If a JSON value is compared with SQL NULL, the result is UNKNOWN.

Examples:

# returns true
SELECT CAST(1 AS JSON) = 1;
# returns false
SELECT CAST(1 AS JSON) = '1.0';
# returns true
SELECT JSN_EXTRACT('{"a":"b"}', '$.a') = 'b';
# returns unknown
SELECT JSN_EXTRACT('{"a":"b"}', '$.a') = NULL;

The Json_wrapper class will be extended with a new member function that compares two JSON values according to the rules laid out in the high-level specification above:

 /**
   Compare this JSON value to another JSON value.
   @param[in] other the other JSON value
   @retval -1 if this JSON value is less than the other JSON value
   @retval 0 if the two JSON values are equal
   @retval 1 if this JSON value is greater than the other JSON value
 */
 int compare(const Json_wrapper &other) const;

The Arg_comparator class will get a new member function called compare_json(), which will use Json_wrapper::compare() to compare the two arguments Arg_comparator::a and Arg_comparator::b.

Arg_comparator::compare_json() will transform the arguments a and b to Json_wrapper objects by using the function get_json_atom_wrapper() provided by WL#7909. The returned Json_wrapper objects could wrap a JSON binary value, a JSON DOM or an SQL value that is implicitly converted to a JSON scalar value, so that compare_json() doesn't need any special logic to handle the differences between the various ways a JSON value could be represented.

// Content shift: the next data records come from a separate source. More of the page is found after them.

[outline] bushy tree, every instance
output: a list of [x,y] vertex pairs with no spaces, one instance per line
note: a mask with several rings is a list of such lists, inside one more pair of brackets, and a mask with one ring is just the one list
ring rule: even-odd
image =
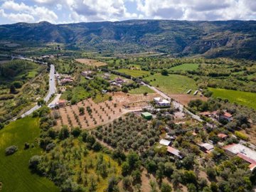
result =
[[161,185],[161,192],[171,192],[172,188],[171,186],[166,183],[162,183]]
[[18,146],[15,145],[10,146],[5,149],[6,155],[11,155],[18,150]]
[[58,137],[60,140],[64,140],[65,139],[67,139],[69,137],[70,134],[68,132],[68,129],[67,126],[63,126],[60,132]]

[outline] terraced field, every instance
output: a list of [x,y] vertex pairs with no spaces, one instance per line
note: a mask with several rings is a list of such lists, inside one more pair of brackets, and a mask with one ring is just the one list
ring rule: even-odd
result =
[[[45,177],[31,174],[28,169],[28,161],[41,150],[35,139],[39,136],[39,119],[26,117],[0,130],[0,181],[2,192],[54,192],[59,191],[54,183]],[[23,149],[25,142],[35,147]],[[11,145],[18,146],[18,151],[11,156],[5,155],[5,149]]]
[[149,71],[141,70],[119,69],[117,71],[122,73],[125,73],[127,75],[129,75],[133,78],[139,78],[150,75],[150,73]]
[[196,82],[186,76],[179,75],[162,75],[159,73],[145,78],[150,85],[158,87],[161,90],[168,94],[183,94],[188,90],[193,92],[198,89]]
[[213,92],[213,96],[228,99],[231,102],[256,109],[256,93],[225,89],[208,88]]
[[199,64],[197,63],[185,63],[181,65],[175,66],[170,68],[171,70],[177,71],[177,70],[194,70],[198,68]]

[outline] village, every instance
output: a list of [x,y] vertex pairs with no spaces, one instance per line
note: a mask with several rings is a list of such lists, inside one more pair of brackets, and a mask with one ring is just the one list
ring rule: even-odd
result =
[[[92,80],[96,73],[90,70],[86,70],[81,73],[81,75],[87,80]],[[110,74],[104,73],[102,77],[107,80],[111,86],[122,87],[123,85],[127,82],[127,80],[117,77],[114,80],[110,79]],[[58,75],[58,84],[63,86],[66,84],[73,82],[73,79],[70,75]],[[107,90],[102,90],[102,94],[110,94],[112,100],[105,101],[104,103],[95,103],[92,100],[85,100],[77,103],[75,106],[70,105],[65,100],[60,100],[58,102],[52,105],[55,109],[54,112],[58,112],[60,119],[58,120],[58,125],[68,124],[70,127],[80,127],[82,129],[92,129],[100,125],[105,124],[112,122],[114,119],[122,116],[127,112],[134,112],[140,115],[144,119],[151,121],[155,118],[157,119],[156,113],[160,111],[164,111],[164,115],[171,116],[177,124],[183,124],[189,119],[189,115],[184,112],[180,112],[178,108],[175,108],[171,103],[171,100],[162,98],[159,95],[150,94],[147,95],[132,96],[122,92],[108,93]],[[160,97],[159,97],[160,96]],[[81,114],[80,108],[86,108],[86,111]],[[173,109],[174,113],[169,113],[168,109]],[[228,122],[233,120],[233,115],[229,112],[213,111],[203,112],[200,113],[201,117],[210,118],[217,124],[221,119]],[[197,131],[189,130],[190,132],[197,140],[198,142],[193,142],[193,144],[199,147],[202,152],[206,154],[210,154],[215,146],[217,145],[221,147],[225,153],[230,156],[237,156],[242,159],[245,162],[249,164],[249,168],[252,171],[256,168],[256,151],[241,143],[227,144],[227,140],[230,138],[236,138],[230,132],[223,132],[215,133],[218,142],[214,142],[210,139],[206,142],[203,142],[198,137],[198,129],[206,132],[206,127],[201,124],[197,124]],[[213,128],[214,129],[214,128]],[[174,145],[174,142],[176,135],[171,132],[171,129],[165,127],[166,137],[160,139],[159,144],[161,146],[166,146],[166,151],[171,156],[176,156],[182,159],[186,156]],[[197,139],[196,139],[197,138]],[[231,139],[232,140],[232,139]]]

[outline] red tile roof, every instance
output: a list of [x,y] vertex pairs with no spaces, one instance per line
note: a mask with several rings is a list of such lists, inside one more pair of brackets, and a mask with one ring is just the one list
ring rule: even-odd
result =
[[230,118],[230,117],[232,117],[232,114],[230,114],[229,112],[225,112],[224,113],[223,116],[225,116],[225,117],[227,117]]
[[58,103],[65,103],[65,100],[59,100],[58,101]]
[[238,153],[238,156],[240,157],[240,158],[242,158],[243,160],[247,161],[248,163],[250,164],[256,164],[256,161],[246,156],[245,155],[242,154],[240,154],[240,153]]
[[220,138],[224,139],[224,138],[226,138],[228,137],[228,135],[226,135],[225,134],[220,133],[220,134],[218,134],[218,137]]
[[210,115],[210,112],[201,112],[200,114],[202,114],[202,115]]

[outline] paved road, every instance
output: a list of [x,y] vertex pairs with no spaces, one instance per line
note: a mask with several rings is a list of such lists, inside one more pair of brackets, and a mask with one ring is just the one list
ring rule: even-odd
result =
[[60,96],[61,94],[56,94],[56,96],[54,98],[54,100],[51,102],[50,102],[48,106],[49,107],[50,107],[51,106],[54,106],[59,101]]
[[[54,65],[50,65],[50,74],[49,74],[49,90],[48,90],[48,93],[47,94],[46,97],[44,97],[44,99],[43,99],[43,100],[46,102],[48,102],[50,100],[50,96],[53,94],[54,94],[55,92],[55,78],[54,78],[54,71],[55,71]],[[26,112],[21,114],[21,117],[24,117],[27,115],[29,115],[31,113],[33,113],[34,111],[38,110],[40,107],[41,107],[41,106],[38,106],[38,105],[36,105],[33,108],[30,109],[28,111],[27,111]],[[14,119],[14,120],[15,119]]]

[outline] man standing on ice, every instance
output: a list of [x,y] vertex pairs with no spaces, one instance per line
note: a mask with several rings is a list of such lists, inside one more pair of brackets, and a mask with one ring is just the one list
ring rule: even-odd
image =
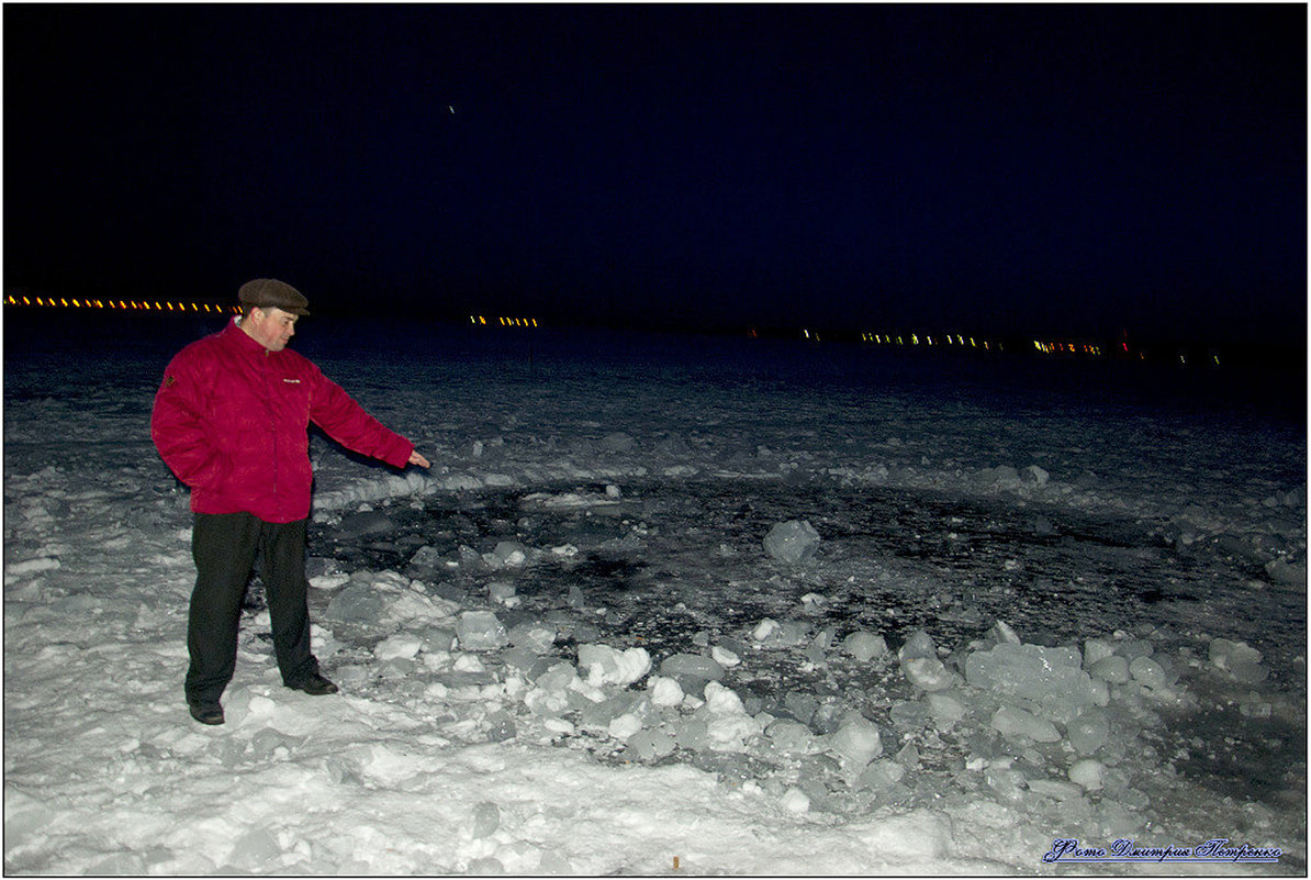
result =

The decision about which comparator to use, is made by Arg_comparator::set_cmp_func(). We will change this function so that it chooses Arg_comparator::compare_json() whenever at least one of the arguments to the comparator has field type MYSQL_TYPE_JSON.

Use of indexes is disabled for predicates that compare a JSON value to a value of some other SQL type. This is because the index would follow the comparison rules of the data type of the column on which it is defined, which are different from the rules of the JSON comparator. The disabling happens in opt_range.cc/comparable_in_index() for range scans, and in sql_optimizer.cc/add_key_field() for ref access.

Optimizations:

1) To allow quick comparison of values where the types differ (for example when comparing a boolean to an object), we will add a two-dimensional array that tells if the two values are known to be different without looking at their contents, like this:

 int cmp= type_comparison[a->type()][b->type()]
 if (cmp != 0)
   return cmp;

If the array cell is 0, it means either that a and b are of the same type, or that they have similar types (like integer and double) that can be compared, and their contents will have to be examined. If it's not 0, the comparison can return immediately.

2) The get_json_atom_wrapper() function currently allocates a Json_dom object on the heap if it's called on an Item that represents an SQL value. This would cause a predicate such as json_col = sql_col to allocate one Json_dom object per row in order to transform sql_col into a JSON value. To avoid this, we will add a new parameter to get_json_atom_wrapper(), in which the caller can provide a pointer to pre-allocated memory where the Json_dom object can be put instead of the heap. The pre-allocated memory will be provided in the form of a boost::variant over all the scalar sub-classes of Json_dom, in a struct called Json_scalar_holder:

 struct Json_scalar_holder : public Sql_alloc
 {
   boost::variant<boost::blank, Json_string, Json_decimal, Json_int, Json_uint,
                  Json_double, Json_boolean, Json_null, Json_datetime,
                  Json_opaque> m_val;
 };

3) In order to improve the performance in the common case where a JSON value is compared to an SQL literal, the Json_scalar_holder object will be cached in an instance variable in Arg_comparator. When the comparator detects that the SQL value is a constant (by calling Item::const_item()) and that it has Json_scalar_holder value cached from the previous row, it will use the cached value directly and avoid the SQL to JSON conversion for all except the first row.